Marco è l’evangelista che racconta in dettaglio la difficile crescita delle fede in Gesù, partendo da uno sfondo di scetticismo e di incomprensione. Le guarigioni non bastano ad aprire i cuori alla fede in Gesù, perché vengono lette all’interno di uno schema religioso consolidato e di una pratica taumaturgica diffusa.

Da qui la protesta di Gesù: fino a quando dovrò sopportare una generazione incredula? E quindi la richiesta al padre del bambino epilettico di una manifestazione anche solo iniziale di fede. Il padre esplode a gran voce: sì, io credo, ma ho bisogno di aiuto per credere. Magnifica e umanissima professione di fede.
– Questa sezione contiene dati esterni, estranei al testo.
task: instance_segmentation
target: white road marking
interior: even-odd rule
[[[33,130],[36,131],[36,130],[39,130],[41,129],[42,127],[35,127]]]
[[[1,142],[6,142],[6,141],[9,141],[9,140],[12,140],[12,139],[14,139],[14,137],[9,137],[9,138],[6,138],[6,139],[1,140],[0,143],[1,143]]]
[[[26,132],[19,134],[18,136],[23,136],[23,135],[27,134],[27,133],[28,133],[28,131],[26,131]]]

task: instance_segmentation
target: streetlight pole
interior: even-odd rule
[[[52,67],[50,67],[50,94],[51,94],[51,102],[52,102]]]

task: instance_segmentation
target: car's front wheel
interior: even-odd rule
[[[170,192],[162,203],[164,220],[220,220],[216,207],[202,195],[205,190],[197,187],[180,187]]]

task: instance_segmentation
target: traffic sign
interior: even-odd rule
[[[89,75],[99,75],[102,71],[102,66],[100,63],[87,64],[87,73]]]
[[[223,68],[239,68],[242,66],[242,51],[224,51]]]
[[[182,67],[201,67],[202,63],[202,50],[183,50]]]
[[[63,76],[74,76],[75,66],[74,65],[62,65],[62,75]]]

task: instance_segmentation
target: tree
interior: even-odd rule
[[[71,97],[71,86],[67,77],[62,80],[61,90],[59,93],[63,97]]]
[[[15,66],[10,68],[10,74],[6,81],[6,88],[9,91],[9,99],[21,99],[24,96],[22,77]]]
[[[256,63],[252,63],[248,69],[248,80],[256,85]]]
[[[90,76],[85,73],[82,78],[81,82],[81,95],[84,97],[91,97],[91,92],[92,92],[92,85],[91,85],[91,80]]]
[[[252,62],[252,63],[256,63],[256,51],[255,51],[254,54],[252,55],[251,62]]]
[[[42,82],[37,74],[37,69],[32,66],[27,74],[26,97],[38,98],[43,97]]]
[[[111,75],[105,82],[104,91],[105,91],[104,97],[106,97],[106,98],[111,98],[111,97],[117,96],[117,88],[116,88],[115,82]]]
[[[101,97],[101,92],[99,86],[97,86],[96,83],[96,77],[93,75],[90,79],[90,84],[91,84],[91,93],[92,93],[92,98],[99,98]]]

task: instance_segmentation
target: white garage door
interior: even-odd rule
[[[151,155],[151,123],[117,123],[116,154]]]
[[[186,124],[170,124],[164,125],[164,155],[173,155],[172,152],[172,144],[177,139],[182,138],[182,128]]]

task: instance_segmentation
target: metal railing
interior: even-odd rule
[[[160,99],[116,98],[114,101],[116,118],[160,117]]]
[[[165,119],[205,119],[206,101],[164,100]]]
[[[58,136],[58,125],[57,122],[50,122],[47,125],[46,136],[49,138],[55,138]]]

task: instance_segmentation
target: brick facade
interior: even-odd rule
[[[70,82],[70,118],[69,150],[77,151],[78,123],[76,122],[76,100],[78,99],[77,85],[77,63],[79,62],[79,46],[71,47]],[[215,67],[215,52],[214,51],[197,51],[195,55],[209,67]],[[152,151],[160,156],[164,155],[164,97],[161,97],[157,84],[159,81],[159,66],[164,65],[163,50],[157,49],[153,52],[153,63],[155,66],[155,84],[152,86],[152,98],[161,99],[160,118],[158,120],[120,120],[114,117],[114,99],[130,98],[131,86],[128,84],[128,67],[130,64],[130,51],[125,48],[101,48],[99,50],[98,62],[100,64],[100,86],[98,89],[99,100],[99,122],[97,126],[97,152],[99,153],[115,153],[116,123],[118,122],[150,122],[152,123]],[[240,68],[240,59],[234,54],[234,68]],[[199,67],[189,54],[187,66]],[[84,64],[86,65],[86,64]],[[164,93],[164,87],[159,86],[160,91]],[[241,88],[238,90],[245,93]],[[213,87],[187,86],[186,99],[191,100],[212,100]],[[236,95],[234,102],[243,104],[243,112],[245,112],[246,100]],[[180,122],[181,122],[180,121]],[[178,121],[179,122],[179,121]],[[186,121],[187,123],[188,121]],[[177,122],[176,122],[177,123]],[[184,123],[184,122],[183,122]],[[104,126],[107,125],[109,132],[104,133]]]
Nell’Europa secolarizzata si moltiplicano gli episodi di conversione e di richiesta del battesimo e degli altri sacramenti. Persone che hanno incontrato Gesù al di fuori dei circuiti ordinari della pastorale e che chiedono di essere aiutate a credere. Come per il padre angosciato, dire di sì a Gesù, anche solo inizialmente, cambierà la vita.

Per riflettere

Siamo abituati a pensare la appartenenza alla Chiesa come un dentro o fuori, tutto o nulla, interno o esterno. Nel vangelo al contrario incontriamo persone la cui fede in Gesù è solo all’inizio, di volta in volta a causa di esperienze di delusioni o sconfitte, di colpa o vergogna, di bassa autostima o incredulità. Per tutte queste persone Gesù ha una parola che non chiude, ma apre, lasciando tempo alla maturazione.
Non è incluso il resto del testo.